Currently, I am thinking a wizard, probably a gnome, who is more interested in the exploration of the ruins themselves than in the reward (and, possibly, than in the rescue of the lost niece and nephew). He is a scholar of ancient civilizations and obscure tongues who lives to immerse himself in the trappings of civilizations long past; he is also a bit reckless, curious and impulsive to a degree possibly dangerous for his health.

My rolls: STR 7, DEX 14, CON 8, INT 15, WIS 8, CHA 12. I might juggle them around a little bit before finalizing the character, though a high Int and Dex (and a low Str and Wis) are probably a given.


----------



## Legildur (Jan 7, 2008)

I wouldn't mind having a crack at a Rogue of some description. What race though is really open.  I could easily go with halfling, dwarf, elf, human, or half-orc. Heck even gnome! Whatever will fit the bill to gel with the party.

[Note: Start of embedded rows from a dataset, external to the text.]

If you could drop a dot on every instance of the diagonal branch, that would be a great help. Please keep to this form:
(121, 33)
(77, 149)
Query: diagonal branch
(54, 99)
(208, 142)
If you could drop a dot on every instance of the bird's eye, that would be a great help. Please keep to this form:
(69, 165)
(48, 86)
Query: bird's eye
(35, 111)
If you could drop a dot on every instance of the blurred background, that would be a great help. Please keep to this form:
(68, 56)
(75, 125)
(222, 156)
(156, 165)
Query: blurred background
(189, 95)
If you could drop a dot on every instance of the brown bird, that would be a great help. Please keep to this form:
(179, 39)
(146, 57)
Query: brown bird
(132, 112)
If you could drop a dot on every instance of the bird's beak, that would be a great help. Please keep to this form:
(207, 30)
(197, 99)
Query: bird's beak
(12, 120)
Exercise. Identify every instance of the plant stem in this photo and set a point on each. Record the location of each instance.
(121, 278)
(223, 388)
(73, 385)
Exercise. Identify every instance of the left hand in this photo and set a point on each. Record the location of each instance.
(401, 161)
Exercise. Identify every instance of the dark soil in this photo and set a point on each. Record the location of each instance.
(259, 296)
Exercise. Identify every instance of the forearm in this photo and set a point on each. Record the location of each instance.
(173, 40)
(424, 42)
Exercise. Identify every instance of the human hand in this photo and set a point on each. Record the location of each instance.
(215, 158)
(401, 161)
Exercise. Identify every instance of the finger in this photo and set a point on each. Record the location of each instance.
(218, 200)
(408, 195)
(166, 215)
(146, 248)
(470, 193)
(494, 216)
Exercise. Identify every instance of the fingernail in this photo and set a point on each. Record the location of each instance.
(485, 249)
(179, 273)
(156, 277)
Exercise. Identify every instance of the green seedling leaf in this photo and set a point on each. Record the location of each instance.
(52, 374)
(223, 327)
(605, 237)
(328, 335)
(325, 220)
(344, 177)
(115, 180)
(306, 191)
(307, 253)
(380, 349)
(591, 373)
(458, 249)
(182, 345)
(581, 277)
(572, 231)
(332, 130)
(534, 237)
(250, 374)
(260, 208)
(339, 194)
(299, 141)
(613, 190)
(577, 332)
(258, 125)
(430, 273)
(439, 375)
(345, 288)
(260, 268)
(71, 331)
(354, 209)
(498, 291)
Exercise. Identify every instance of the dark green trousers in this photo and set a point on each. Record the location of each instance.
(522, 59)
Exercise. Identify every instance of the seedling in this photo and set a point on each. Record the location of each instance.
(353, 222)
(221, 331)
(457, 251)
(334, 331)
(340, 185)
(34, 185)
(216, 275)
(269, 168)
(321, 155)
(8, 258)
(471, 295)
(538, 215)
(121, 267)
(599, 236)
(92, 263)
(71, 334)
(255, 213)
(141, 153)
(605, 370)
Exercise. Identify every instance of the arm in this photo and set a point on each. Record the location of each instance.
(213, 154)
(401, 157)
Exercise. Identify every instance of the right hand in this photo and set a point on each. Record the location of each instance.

<edit> Just rolled on Invisble Castle using screen name, but can't seem to save results   

Which were 16, 14, 13, 13, 11, 11. A pretty good set in all.


----------



## OnlytheStrong (Jan 8, 2008)

Questiong about how the Weapon Focus class skill is going to work with the UA. The class skill allows the Weapon Focus feat to apply to the weapons available from his disciplines. So......... would I just do it with the weapon group selected? (I chose Slings and Thrown Weapons  and  Heavy Blades).


----------



## airwalkrr (Jan 8, 2008)

*mfrench*, remember when playing a defensive-minded character that you need to come up with some way to convince your enemies to attack you. I would recommend something like the goad feat or maybe the knight class instead of paladin. It wouldn't do much good if no monster could hit you but none of them attacked you because you couldn't hit them either. 

*OnlytheStrong*, I can't really offer any tips on the swordsage unfortunately since I've only read just enough of ToB to know how the rules work. But I recommend just picking some abilities you think are cool and running with it. I will allow the retraining rules from PH2 if you decide later on you are not satisfied with one or more decisions.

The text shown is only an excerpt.